Nascido na cidade de Seattle, em 1942, Hendrix teve uma infância difícil e perdeu a mãe muito cedo para o alcoolismo. Para lidar com as frustrações, ele achou refúgio na música.

Aos 15 anos de idade, enquanto trabalhava com o pai recolhendo sucatas, ele encontrou uma ukulele velha que só tinha uma corda. Aquilo foi o suficiente para despertar em Jimi o desejo de se tornar um músico profissional.

Algum tempo mais tarde, ele conseguiu, com muita dificuldade, uma guitarra acústica usada que custou apenas 5 dólares.

"A primeira guitarra que tive foi uma Danelectro, que meu pai comprou para mim. Perturbei ele bastante para ganhar aquele instrumento. Lembro que ele insistiu muito para eu mostrar que já sabia tocar antes de me presentear", revelou o guitarrista durante uma entrevista no fim da década de 1960.

Um prodígio desde sempre, Hendrix começou a brilhar já na adolescência como músico de apoio de grandes nomes do soul, R&B, e blues, como Sam Cooke, Wilson Pickett, Ike & Tina Turner, The Isley Brothers e Little Richard. Ele se destacava pelo imenso talento que tinha em dominar a guitarra como nenhum músico antes dele.

Um showman por excelência, ele fazia sucesso não só por sua destreza, mas também pelos truques que mostrava no palco – o que nem sempre era bem visto por todos.
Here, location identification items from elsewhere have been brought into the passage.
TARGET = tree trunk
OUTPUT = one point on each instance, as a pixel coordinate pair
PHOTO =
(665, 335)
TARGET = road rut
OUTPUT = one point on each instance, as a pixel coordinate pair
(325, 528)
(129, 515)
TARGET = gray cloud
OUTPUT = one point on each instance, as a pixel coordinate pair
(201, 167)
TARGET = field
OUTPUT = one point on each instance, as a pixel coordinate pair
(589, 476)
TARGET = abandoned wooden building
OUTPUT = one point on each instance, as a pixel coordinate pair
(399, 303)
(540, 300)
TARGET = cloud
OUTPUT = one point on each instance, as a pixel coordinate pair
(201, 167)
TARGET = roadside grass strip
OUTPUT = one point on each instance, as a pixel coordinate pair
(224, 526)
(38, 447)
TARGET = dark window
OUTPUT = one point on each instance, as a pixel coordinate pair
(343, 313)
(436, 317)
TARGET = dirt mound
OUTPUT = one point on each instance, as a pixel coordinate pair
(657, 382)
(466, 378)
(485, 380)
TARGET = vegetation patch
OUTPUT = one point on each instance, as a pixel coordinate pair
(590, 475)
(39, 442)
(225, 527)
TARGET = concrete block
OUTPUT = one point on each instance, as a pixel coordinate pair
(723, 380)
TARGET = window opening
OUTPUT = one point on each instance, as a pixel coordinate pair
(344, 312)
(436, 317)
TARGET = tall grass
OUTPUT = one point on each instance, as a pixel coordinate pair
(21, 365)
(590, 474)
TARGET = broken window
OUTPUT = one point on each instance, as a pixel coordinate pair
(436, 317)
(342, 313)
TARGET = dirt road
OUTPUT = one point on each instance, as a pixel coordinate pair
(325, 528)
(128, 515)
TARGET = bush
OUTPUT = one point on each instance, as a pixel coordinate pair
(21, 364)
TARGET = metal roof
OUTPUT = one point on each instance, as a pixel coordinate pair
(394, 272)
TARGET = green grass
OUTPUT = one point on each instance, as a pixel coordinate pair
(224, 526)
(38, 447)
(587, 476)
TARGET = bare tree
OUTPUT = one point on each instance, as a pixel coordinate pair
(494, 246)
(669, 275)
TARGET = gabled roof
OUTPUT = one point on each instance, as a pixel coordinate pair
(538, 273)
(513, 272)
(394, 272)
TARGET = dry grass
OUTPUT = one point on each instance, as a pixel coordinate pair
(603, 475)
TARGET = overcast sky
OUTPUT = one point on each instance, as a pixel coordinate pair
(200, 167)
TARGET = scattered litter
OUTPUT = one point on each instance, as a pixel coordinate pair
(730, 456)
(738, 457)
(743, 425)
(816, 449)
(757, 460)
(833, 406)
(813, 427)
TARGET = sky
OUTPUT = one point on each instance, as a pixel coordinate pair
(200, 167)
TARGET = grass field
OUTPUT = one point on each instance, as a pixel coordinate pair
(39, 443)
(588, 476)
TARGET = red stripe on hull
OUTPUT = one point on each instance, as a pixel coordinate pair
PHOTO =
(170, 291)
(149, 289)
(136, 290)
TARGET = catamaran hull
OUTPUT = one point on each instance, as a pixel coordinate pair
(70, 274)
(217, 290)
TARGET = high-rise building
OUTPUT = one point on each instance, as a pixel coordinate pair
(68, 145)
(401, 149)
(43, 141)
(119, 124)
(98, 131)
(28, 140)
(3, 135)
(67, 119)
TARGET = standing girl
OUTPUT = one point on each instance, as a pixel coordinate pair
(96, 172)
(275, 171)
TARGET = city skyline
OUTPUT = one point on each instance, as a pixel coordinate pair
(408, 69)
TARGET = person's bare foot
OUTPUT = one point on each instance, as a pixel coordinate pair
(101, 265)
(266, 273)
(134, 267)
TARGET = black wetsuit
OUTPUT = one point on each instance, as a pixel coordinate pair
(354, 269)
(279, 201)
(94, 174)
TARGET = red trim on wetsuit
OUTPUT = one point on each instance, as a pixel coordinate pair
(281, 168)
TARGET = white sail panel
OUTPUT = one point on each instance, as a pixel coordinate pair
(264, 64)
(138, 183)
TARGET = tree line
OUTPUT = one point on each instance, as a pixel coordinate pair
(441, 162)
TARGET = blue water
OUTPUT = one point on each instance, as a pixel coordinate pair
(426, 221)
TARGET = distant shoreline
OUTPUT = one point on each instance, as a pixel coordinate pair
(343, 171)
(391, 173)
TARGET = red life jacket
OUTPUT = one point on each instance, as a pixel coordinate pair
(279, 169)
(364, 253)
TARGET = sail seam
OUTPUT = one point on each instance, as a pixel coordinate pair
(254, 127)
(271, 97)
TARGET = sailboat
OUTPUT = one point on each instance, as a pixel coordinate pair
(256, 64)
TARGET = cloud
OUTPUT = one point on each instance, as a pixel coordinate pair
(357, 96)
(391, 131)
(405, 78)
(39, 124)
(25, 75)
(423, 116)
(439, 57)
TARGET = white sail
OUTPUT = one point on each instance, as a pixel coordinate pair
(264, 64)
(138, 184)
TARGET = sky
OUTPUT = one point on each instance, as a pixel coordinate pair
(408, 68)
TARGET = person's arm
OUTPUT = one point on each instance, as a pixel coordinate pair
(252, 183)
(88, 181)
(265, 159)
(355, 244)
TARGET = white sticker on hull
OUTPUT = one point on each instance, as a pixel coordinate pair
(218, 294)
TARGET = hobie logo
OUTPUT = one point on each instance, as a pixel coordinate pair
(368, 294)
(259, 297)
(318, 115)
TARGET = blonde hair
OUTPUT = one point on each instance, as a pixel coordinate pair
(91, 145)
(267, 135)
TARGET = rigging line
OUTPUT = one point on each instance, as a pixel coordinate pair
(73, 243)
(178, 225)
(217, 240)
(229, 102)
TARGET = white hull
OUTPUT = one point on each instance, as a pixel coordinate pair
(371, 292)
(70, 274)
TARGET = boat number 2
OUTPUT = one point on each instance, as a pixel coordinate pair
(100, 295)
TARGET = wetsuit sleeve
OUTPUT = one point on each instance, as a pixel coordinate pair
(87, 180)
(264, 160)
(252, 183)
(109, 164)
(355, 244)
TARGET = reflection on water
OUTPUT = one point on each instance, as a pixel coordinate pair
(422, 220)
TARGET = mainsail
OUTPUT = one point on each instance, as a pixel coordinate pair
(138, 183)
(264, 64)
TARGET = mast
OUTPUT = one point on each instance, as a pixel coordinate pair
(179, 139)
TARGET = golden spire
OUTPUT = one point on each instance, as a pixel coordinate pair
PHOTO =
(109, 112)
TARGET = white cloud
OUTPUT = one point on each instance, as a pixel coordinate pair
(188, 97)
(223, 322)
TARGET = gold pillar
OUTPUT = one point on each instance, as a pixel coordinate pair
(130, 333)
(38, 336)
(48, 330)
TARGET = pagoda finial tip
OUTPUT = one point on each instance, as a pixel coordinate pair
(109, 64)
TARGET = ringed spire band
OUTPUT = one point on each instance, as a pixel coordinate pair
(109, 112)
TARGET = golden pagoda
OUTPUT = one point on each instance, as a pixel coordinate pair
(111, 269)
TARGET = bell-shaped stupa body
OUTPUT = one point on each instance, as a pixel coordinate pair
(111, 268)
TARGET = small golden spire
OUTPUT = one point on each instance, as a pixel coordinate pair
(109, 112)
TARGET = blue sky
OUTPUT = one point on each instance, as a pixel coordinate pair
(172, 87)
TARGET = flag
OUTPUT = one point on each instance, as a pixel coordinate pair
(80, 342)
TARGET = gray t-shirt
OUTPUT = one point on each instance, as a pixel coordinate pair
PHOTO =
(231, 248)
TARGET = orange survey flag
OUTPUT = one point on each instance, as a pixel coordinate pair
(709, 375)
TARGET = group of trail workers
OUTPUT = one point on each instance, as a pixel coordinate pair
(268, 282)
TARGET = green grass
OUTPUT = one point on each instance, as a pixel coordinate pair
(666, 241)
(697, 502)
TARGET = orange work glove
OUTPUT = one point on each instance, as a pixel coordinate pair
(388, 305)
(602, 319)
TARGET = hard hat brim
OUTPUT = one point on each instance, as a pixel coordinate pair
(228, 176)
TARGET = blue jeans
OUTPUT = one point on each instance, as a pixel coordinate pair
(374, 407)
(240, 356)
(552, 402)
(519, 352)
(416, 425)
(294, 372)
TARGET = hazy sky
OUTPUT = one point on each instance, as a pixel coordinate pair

Por exemplo, Jimi acabou demitido da banda de Little Richard que o considerou "extremamente exibido". Muitos dizem, porém, que o cantor tinha ciúmes do jovem guitarrista que sempre atraia mais a atenção do público nos shows do que o próprio Richard.

Herói global e atemporal

Como não poderia deixar de ser, a influência catalisadora de Jimi Hendrix também desapontou no Brasil e se fez presente através de diversos movimentos musicais de valor como a tropicália, o metal feito em Minas Gerais e o rock oitentista.

"Ele sempre me influenciou, antes de tudo, por ser um canhoto como eu", admite Edgard Scandurra, cofundador, instrumentista e principal compositor da banda paulistana Ira!.

Reconhecido como um dos principais guitarristas do rock nacional, Scandurra cita que foi Jimi Hendrix, inclisive, quem elevou a guitarra ao patamar de instrumento de destaque na música do século 20.

"Ele ajudou a consolidar a imagem do guitarrista como um líder de banda, assim como o Pete Townsend, do The Who, e o Jimmy Page, do Led Zeppelin, fariam depois. Ele foi pioneiro nesse sentido, de ser o grande comandante de um conjunto de rock", enfatiza o músico.

Marcos Bragatto frisa Hendrix trouxe uma nova concepção para o universo pop no geral.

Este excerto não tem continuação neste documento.